Marcus Samuelsson’s StreetBird
I would never consider myself a writer or journalist, but I have found myself playing with the medium lately – which I am thoroughly enjoying since I am such an intensely curious person. I am always eager to understand the creative process, what makes someone tick. I am also guided by aesthetics, the story behind creation – from idea to execution whether its surrounding design or food. Imagine my surprise a few weeks ago when I received an email from Marcus Samuelsson’s team. I was told he was working on a hush-hush project, something very close to his heart and the Harlem community, that he wanted to share in a personal way. And there it was – the swoony opportunity to report on a creative vision coming to life.
A few days later I drove up to 116th and Frederick Douglass and stepped into Streetbird, Chef Marcus Samuelsson’s vision which is set to open this week and has been 4 years in the making. His goal was simple, to create an eatery that drew inspiration from the vibrant Harlem community – a place where block parties, corner cookouts, graffiti, hip hop and Sunday church culture all come together – to deliver some unbelievable rotisserie chicken with an urban tale.
The restaurant was in heavy construction mode the day I visited and I was thrilled to see the work in progress. As Marcus and his co-designer Derek Fleming worked with their team, I observed Streetbird unfold around me. Creativity was everywhere. Cey Adams spraypainted an “uptown cookout” graffiti mural while contractor Andres Gomez formed a chair out of skateboards and Marcus sorted through African fabrics to find just the right one for the communal banquettes. Every inch of the atmosphere was being created to be authentic to the people of Harlem.
Everything about Streetbird was inspired from the people who brought Harlem to life in the 70’s & 80’s and continue to keep it going today. What struck me the most (and which is a downright stroke of genius) is the installation of boomboxes at the entrance to the restaurant. The visual statement alone is bold and telling – celebrating hip-hop music that for decades originated from this community but also the form of self-expression the boombox represented for an entire generation. The boombox was your identifier – a way to show your perspective on music and culture in a personal way. This interactive installation does more than make a striking artistic statement, it is literally a storytelling medium. As you wait for a table you’ll be able to plug into the art piece and hear the history of Harlem being told directly by the people who lived and shaped the neighborhood. It’s really an amazing way to start conversations and immerse yourself in the history of the neighborhood, while honoring the decades that made Harlem a cultural icon.

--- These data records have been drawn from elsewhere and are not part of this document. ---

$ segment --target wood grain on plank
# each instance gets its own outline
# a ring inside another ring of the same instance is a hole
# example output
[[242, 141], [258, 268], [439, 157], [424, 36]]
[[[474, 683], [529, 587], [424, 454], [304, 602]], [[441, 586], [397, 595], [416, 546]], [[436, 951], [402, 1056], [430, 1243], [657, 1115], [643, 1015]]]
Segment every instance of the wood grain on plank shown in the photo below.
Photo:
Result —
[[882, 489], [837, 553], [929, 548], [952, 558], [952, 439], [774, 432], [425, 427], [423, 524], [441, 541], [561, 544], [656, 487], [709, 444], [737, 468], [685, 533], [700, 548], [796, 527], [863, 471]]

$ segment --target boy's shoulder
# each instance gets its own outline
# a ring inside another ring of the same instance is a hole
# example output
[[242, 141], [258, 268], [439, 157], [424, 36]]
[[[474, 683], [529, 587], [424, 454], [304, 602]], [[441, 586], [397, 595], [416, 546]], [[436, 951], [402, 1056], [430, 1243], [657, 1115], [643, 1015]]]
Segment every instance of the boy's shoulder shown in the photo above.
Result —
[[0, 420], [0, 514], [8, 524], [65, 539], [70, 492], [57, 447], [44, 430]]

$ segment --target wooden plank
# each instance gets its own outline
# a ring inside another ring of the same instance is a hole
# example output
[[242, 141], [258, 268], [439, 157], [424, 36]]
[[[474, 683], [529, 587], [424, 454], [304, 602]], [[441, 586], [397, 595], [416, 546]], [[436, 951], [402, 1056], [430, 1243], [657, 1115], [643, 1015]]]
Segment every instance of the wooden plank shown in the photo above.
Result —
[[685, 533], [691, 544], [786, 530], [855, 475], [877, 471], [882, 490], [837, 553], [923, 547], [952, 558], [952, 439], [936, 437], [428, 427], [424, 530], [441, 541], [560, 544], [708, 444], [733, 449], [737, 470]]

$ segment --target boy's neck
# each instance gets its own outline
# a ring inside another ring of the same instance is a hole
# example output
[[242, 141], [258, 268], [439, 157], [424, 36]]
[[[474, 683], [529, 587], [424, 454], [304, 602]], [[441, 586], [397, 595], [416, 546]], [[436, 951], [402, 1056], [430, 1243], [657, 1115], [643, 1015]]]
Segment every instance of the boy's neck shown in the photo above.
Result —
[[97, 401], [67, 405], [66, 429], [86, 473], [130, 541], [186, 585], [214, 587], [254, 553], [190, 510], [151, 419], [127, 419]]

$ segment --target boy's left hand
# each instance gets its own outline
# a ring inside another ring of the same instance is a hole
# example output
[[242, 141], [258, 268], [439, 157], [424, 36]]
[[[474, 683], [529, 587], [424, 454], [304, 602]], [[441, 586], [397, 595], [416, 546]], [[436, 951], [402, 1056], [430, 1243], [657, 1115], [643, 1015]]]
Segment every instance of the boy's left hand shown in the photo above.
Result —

Not only is Marcus an impeccable chef, he’s a visionary. It’s not just about food. It’s the story and the community behind the food. Marcus told me that when he started to concept Streetbird his initial driving thought was, “What don’t we serve at Red Rooster and what does the community need?” He was thinking about affordability and style, wanting to tell a fuller story than he had at his other restaurant, “I felt it was more connected to the street. So then it became natural to do something that was street food centered with chicken at its core. So I knew I wanted a rotisserie oven. And I knew I wanted to build it around a Harlem tradition, which is really diners.” Nothing does this more than the counter seating which overlooks the open kitchen letting guests see the cooking birds on the rotisserie. More than anything the concept had to feel authentic, so Marcus talked to people living in the area during the 70’s and 80’s to draw inspiration and stay genuine. In this way Streetbird is a bit like a treasure from the past, a place where the history of the neighborhood doesn’t get lost amongst the development and changes, but continues to thrive and capture the true spirit of Harlem.
I have to say, I was honestly amazed at the level of creativity and purpose that was behind every choice and detail in the space. Through art, repurposed materials, music and community, Streetbird will educate a whole new generation about the stories and anecdotes of the past, while honoring the legacy of the generation that made Harlem what it is today.